A ClientDataSet in Every Database Application

By: Cary Jensen

Abstract: This article is the first in an extended series designed to explore the ClientDataSet. The basic behavior of the ClientDataSet is described, and an argument is made for the extensive use of ClientDataSets in most all database applications.

The ClientDataSet is a component that holds data in an in-memory table. Until recently, it was only available in the Enterprise editions of Delphi and C++ Builder. Now, however, it is available in the professional editions of these products, as well as Kylix. This article is the first in an extended series designed to explore the capabilities and features of the ClientDataSet. 

I have been playing with an idea for a while, and I wanted the title of this article to reflect this (with my apologies to Herbert Hoover for the pathetic turn of his political promise of "two chickens in every pot and a car in every garage"). In short, I believe that a very strong argument can be made for including one ClientDataSet and a corresponding DataSetProvider for each TDataSet used in an application. Doing so provides your user interface and runtime code with a consistent set of features (filters, ranges, searches, and so forth) regardless of the data access technology being employed.

Actually I have two goals in this first of many articles detailing the ClientDataSet. The first is to set forth the reasons why I believe that ClientDataSets should play a primary role in most database applications. The second goal, and the one that I hope you find useful whether or not you accept my arguments, is to provide a general introduction to the nature and features of the ClientDataSet.
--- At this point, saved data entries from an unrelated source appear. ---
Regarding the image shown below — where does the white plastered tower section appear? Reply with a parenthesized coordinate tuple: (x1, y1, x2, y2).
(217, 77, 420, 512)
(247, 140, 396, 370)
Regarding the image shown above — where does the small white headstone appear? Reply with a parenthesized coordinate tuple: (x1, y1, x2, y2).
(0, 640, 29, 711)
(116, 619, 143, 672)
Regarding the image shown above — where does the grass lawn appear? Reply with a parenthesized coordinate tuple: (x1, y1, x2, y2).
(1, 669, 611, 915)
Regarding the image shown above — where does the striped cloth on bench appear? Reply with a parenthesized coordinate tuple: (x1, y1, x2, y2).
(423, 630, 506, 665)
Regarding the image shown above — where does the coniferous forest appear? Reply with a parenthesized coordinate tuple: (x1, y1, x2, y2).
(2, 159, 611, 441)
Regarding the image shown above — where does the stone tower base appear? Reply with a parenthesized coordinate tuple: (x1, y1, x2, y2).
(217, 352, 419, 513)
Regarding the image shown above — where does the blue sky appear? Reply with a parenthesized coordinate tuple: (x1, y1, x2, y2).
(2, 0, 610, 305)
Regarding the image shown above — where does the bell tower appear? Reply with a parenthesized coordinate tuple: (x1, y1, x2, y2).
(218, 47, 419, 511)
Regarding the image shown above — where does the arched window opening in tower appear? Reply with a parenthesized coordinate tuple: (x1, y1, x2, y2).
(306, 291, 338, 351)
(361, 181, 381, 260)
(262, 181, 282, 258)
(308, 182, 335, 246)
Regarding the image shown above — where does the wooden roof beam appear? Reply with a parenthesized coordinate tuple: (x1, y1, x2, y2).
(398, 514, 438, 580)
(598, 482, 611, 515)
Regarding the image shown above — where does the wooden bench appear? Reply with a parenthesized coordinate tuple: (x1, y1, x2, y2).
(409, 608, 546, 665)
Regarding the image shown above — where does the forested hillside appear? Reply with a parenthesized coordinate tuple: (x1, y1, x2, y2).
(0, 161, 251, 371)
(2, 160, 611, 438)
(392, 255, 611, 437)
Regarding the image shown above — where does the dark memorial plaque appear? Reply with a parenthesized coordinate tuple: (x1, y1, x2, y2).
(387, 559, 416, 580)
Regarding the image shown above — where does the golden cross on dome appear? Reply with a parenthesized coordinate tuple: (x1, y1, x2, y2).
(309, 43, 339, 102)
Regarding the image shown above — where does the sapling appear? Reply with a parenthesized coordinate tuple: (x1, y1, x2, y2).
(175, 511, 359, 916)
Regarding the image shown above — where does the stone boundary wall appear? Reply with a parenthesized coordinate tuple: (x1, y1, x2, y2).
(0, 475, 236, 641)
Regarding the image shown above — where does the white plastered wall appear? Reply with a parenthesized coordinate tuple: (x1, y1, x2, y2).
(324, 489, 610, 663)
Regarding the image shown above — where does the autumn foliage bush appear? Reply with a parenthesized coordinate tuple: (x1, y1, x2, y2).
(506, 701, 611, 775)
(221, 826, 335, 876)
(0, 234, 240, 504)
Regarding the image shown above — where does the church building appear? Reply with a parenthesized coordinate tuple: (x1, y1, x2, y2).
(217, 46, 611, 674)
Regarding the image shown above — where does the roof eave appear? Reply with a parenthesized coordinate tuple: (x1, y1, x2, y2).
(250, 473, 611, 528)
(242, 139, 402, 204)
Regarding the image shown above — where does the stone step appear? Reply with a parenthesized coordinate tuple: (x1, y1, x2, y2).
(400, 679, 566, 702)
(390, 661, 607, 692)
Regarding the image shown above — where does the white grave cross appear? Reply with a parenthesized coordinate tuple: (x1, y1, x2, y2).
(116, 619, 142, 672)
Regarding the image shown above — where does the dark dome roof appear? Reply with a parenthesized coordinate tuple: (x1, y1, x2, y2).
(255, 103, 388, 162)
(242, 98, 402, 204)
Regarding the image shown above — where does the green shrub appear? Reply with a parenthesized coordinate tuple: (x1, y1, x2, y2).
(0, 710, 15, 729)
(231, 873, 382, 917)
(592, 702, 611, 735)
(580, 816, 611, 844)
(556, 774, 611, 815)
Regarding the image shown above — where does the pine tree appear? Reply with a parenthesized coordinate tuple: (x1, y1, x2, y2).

It's this second goal that I will address first. Specifically, in order for my arguments to make sense, it is essential to first provide an overview of the ClientDataSet, and how it interacts with a DataSetProvider. This discussion will also serve as a primer for many of the technique-specific articles that will follow in this series. After this introduction I will return to my first premise, explaining in detail how you can improve your applications through the thoughtful use of ClientDataSets.

Introduction to the ClientDataSet

 The ClientDataSet has been around for a while: Since Delphi 3 to be precise. But up until recently it has only been available in the Client/Server or Enterprise editions of Delphi and C++ Builder. In these editions the ClientDataSet was intended to hold data in a DataSnap (formerly called MIDAS) client application. While many Enterprise edition developers did make extensive use of the ClientDataSet's features in non-DataSnap application, that this component did not exist in the Profession edition products made recommending its widespread employment unrealistic.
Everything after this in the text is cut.